# Why Green Riders and Green Horses DON'T Work.



## ChingazMyBoy (Apr 16, 2009)

_Green horses are not for everyone to ride, even some advanced riders don't want to ride green horses. I guess this is going to end up similar to Allie's thread, but I am going threw an experiance with a green horse at the moment. Chinga, his my OTTB. Had rearing, bolting, bucking, spinning issues. You name it. He did it. But I thought I was invincible, I never got myself seriously hurt. Actually I did but I always blamed it on things like _

_"Oh he spooked, he didn't mean to". No he'd had enough, bucked and badly hurt me. _

_"He was sick of jumping" Yes he was sick of jumping. Stopped in front of it, and I went smack over it and badly hurt my tailbone. But of course because he was only a "baby" that was "okay"._

_So after several other minor injuries, him being horrible everyday. I finally actually got myself badly hurt. My horse was rearing WAY to high, I lost balance, and he went over backwards. I went under him, who was to blame for me being hurt? Me. I know that this could have NOT happened if I'd gotten a trainer to work with him earlier. Now with having a trainer work with him for only a week and a bit he's ground manners and riding manners have improved amazingly! Its beyond incredible, I can actually hop on and feel comfortable. But my main point is, GREEN RIDERS AND GREEN HORSES DO NOT WORK. No one will feel sorry for you when you get yourself hurt because you brought an 8 year old OTTB with serious issues and think you can fix them because you have a "magical bond". Because honestly, from a real experiance I can tell you IT DOES NOT WORK. _

_So basically, I learnt my lesson the hard way. Got myself a bad reputation on the forum. Achieved NOTHING. I achieved a few things with him, that I am proud of. But the things I taught him because of faults I feel horrified about. So after all this, what I am trying to say is if you are a green rider looking for a horse, take heaps of lessons (being a green/beginner rider is NOTHING to be ashamed of) and get a school master. Don't go for the green horse, because you will get yourself hurt and even hurt the horse.

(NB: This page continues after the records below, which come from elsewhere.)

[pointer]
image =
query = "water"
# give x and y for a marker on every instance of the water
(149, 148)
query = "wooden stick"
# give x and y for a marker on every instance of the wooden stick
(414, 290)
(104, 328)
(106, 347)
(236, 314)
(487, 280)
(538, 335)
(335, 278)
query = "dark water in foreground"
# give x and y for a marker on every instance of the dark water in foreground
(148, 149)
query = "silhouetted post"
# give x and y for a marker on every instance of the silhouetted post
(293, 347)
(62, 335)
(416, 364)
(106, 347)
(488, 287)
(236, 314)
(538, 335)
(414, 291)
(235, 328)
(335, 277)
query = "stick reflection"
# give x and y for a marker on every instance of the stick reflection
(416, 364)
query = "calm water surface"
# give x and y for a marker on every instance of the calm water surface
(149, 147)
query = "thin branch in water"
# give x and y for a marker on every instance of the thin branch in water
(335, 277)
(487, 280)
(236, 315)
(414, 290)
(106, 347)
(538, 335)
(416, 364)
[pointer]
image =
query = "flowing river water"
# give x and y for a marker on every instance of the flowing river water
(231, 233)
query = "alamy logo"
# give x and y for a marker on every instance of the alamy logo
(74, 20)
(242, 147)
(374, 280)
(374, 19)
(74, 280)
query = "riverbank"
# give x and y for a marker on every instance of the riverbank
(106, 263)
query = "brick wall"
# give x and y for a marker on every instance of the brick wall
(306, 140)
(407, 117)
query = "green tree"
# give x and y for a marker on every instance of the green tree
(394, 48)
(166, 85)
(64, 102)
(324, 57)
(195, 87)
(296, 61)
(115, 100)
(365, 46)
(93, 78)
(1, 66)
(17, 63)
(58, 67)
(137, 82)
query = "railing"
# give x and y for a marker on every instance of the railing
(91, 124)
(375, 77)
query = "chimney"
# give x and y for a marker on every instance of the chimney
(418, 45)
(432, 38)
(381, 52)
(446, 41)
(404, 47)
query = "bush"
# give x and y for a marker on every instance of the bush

Trust me, the tears and pain are not worth it in the end when your laying in hospital or your horse is getting sold. If you are a green rider and do have a green horse, eaither sell or find a trainer to work with your horse, to ride, lunge, ground work your horse. I got a trainer and my boy has come so far in the week and a half that I cannot imagine not gettig a trainer, I do not feel that I've failed my boy or that I've been defeated I feel good. Because I made good choices* in the end*. That affected both my horse and I. Affecting us in good ways, my boy is ALOT happier because we are not "fighting" every day and we both are a lot safer._

_So I guess what I am trying to say is save the tears for boys (you'll need them in the end!), save the pain for when you stack over a jump, but keep the joy for when your riding your amazing horse and learning heaps of things. _

_A few photos of what happened when he reared over on top of me, this could easily happen to you-_

_I only got one the day it happened:_

_My wrist:_
http://img535.imageshack.us/i/dscf2603.jpg/
_http://img535.imageshack.us/i/dscf2603.jpg/_

_Photos I took today._
_Imageshack - dscf2600z.jpg_
_http://img242.imageshack.us/i/dscf2580.jpg/http://img242.imageshack.us/i/dscf2580.jpg/_
_Imageshack - dscf2579o.jpg_
_Imageshack - dscf2578yu.jpg_
_Imageshack - dscf2577p.jpg_
_Imageshack - dscf2576f.jpg_
_Imageshack - dscf2575.jpg_
_Imageshack - dscf2574.jpg_


----------



## barebackcowgirl99 (May 27, 2009)

very true


----------



## ThatNinjaHorse (Jul 26, 2009)

I dont think you have/had a bad reputation on the forum, and really you've come a long way with him by yourself i think. Totally agree with what your saying though and glad you have a trainer! Good luck with him


----------



## foreignmusic (Mar 7, 2010)

Excellent post, OP! And I don't know you so your rep is safe with me : ). On the RARE occasion, a green rider and horse WILL get along and even progress well but so many points have to line up along the arc that it is just safer all around, and cheaper too in the long run to stay away from green if one is green. I agree overall : ).


----------



## Kayty (Sep 8, 2009)

*applauds*

Well done, you've taken the mature approach and I'm proud to hear/read this. Some green horses/riders can mix, but often ottb's just don't suit green owners unless you get a super quiet one. And even then once they gain fitness they can be a handful.


----------



## iridehorses (Oct 22, 2007)

I mean this as no recommendation and only as a example of a once in a life time happening. One of my riding partners owns an OTT Thoroughbred and has for the past 9 years. 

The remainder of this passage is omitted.